Crane Company (CR) reported trailing twelve months revenue of $2.44B as of March 2026, a 15.1% increase year-over-year. Quarterly revenue reached $696.40M, reflecting continued top-line momentum.
Crane Company generated $326.60M in TTM net income, with quarterly EBITDA of $128.20M. The operating margin contracted from 18.1% to 14.4%, suggesting rising cost pressures or pricing headwinds.
The spread between operating margin (14.4%) and net margin (9.6%) indicates tight cost control with minimal non-operating drag. Net margin has narrowed from 19.2% a year ago, reflecting increased costs or interest expense.
CR trades at a P/E of 28.4x (in line with broad market averages) and a P/S of 3.8x. The price-to-book ratio of 4.4x reflects a moderate premium to book value.
The company reported negative free cash flow of $-40.20M, indicating cash consumption over the period. The balance sheet shows $4.05B in total assets with $1.19B in long-term debt against $2.10B in stockholders equity for a debt-to-equity ratio of 0.6. Data based on the most recent quarterly reports.
Competitive analysis based on 13 quarters of fundamental data
Operating margins are stable at ~17.4%, suggesting durable pricing power and cost discipline.
Consistently high ROE averaging 18.3% suggests a durable competitive advantage and efficient capital allocation.
6 of the last 8 quarters generated positive FCF. The company generally funds itself but has occasional cash consumption quarters.

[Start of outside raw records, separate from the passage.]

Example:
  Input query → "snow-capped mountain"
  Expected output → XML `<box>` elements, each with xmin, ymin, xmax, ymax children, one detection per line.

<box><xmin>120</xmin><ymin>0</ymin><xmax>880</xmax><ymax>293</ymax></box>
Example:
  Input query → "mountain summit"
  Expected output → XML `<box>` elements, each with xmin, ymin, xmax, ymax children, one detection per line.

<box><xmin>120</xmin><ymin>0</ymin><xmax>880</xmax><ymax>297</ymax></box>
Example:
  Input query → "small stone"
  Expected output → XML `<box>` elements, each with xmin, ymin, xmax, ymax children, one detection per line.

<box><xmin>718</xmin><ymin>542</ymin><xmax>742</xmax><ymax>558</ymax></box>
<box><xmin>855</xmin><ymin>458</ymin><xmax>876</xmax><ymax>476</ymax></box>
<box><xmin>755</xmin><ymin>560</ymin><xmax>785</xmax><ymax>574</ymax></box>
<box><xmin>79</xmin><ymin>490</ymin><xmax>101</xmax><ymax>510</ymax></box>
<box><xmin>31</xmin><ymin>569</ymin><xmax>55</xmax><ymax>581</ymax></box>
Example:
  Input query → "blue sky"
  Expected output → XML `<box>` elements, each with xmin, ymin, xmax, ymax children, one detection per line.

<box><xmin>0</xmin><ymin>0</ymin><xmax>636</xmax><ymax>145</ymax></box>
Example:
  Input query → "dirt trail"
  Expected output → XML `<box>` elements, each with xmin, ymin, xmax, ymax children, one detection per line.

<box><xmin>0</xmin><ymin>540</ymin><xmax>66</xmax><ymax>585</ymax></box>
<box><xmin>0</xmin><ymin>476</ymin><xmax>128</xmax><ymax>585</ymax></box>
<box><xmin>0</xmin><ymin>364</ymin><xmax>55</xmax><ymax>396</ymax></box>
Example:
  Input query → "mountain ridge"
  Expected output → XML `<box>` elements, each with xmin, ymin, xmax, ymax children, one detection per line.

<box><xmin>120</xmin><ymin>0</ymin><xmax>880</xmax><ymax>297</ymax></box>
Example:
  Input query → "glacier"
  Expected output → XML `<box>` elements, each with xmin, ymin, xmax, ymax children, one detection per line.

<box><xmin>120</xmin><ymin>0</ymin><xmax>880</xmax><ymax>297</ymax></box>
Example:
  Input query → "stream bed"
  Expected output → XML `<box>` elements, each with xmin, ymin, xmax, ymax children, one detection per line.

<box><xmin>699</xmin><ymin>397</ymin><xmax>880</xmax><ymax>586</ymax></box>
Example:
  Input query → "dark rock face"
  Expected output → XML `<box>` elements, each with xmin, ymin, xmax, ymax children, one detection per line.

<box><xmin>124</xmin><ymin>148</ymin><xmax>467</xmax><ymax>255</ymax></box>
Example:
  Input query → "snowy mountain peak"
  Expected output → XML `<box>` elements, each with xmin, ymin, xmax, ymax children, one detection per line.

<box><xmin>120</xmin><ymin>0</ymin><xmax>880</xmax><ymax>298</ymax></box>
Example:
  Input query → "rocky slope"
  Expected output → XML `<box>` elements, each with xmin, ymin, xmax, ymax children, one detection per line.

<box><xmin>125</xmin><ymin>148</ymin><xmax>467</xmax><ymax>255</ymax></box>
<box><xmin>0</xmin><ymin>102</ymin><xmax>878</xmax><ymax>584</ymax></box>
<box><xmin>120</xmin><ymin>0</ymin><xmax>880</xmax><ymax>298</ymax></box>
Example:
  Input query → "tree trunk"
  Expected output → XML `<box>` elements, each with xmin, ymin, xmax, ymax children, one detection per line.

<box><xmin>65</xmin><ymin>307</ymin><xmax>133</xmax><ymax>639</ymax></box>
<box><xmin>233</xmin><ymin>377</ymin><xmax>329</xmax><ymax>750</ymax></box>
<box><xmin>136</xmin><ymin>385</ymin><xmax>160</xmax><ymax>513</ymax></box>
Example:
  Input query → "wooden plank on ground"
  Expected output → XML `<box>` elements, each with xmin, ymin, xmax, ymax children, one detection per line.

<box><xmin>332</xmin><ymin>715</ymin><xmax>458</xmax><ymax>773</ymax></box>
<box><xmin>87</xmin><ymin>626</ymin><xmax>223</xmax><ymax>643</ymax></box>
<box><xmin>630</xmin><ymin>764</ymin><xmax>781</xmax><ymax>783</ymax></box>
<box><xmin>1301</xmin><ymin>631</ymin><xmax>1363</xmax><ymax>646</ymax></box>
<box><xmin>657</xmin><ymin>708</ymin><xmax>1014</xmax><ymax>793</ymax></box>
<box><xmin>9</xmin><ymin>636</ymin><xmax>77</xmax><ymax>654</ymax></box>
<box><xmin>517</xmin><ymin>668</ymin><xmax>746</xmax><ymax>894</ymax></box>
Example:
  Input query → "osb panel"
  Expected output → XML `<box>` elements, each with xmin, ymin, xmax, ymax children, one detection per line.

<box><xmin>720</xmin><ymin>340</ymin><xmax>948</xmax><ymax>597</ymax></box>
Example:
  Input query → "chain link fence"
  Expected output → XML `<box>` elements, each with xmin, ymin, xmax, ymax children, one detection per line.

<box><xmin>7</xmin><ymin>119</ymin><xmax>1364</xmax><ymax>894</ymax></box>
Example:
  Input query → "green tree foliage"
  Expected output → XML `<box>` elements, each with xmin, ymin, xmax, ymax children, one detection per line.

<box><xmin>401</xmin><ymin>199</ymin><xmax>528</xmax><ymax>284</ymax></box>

Revenue shows resilience with 4 of 7 quarters posting growth — demand is generally stable but has seen some soft patches.
Data-driven red flags and warnings across 13 quarters
Margins are stable or improving at ~17.5% — no sign of cost or pricing stress.
FCF covers net income by 0.9x on average — earnings are well-supported by cash generation.
Debt-to-equity has risen 239.4% recently — increasing financial risk even if the current ratio is manageable.
Revenue is stable or growing over recent quarters — demand appears durable.
FCF turned negative in 2 of the last 8 quarters — occasional cash consumption.
Share count is stable — no significant dilution or buyback activity.